An einem frühen Morgen vor genau einem Monat hatte Caid gespürt, wie sein Degen das Herz von Eugene Moisant durchbohrte und dieses Gefühl hatte weder Schuld noch Scham und auch nicht Triumph in ihm ausgelöst, sondern eine ganz und gar unselige Genugtuung, die Caid nicht noch einmal empfinden wollte.

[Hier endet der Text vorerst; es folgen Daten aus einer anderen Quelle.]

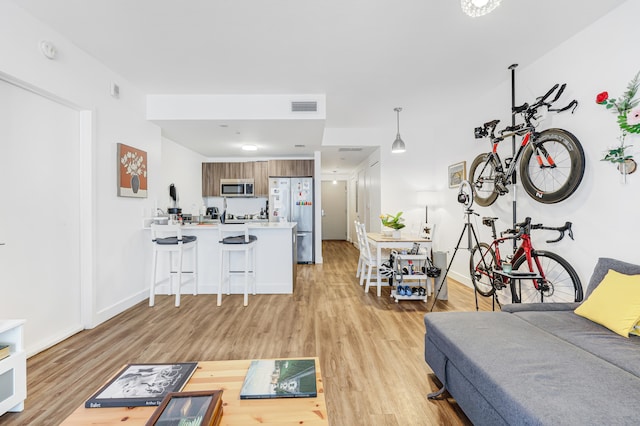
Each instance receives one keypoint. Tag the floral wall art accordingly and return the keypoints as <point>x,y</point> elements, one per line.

Aufrecht schritt er dahin, seinen Stockdegen lose umfasst, und betrachtete die weißen Marmorgrüfte, die wie kleine Häuser aussahen, mit Giebeln und Kuppeln, die im Sternenlicht glänzten. Er war nicht erpicht auf Ärger, würde ihm aber auch nicht aus dem Weg gehen. Es war immer gefährlich nachts auf den Straßen, doch besonders hier in der so genannten Stadt der Toten. Wegen des hohen Grundwasserspiegels waren die Grabstätten oberirdisch errichtet worden und boten, ebenso wie die hohen Grabmäler und Marmorgrüfte, umherschleichenden Dieben und Mördern hervorragende Deckung.
Der Pfad aus zerstoßenen Austernschalen knirschte unter Caids Stiefeln und der Saum seines Umhangs bauschte sich beim Gehen und fegte den Staub vom dürren Gestrüpp am Wegrand. Caid roch die trockene, modrige Luft und ganz schwach den Kalk, mit dem die Umfassungsmauern getüncht waren. Die Nacht war kühl für Anfang März in diesen Breiten. Von Norden her war am Tag zuvor kältere Luft geströmt und hatte die gewohnte milde Wärme verdrängt, sodass Caids Atem nun kleine Wölkchen bildete.
Als er in dieser stillen Stadt, wo die schmalen, gewundenen Pfade mehr nach Bedarf als nach Plan angelegt worden waren, um eine Ecke bog, sah er die Grabstätte der Moisants vor sich liegen. Sie bestand aus grauem Marmor, erinnerte entfernt an ein großes Ruhebett und war von einem schmiedeeisernen Zaun eingefasst, verziert mit dem althergebrachten Friedhofssymbol der Trauerweide.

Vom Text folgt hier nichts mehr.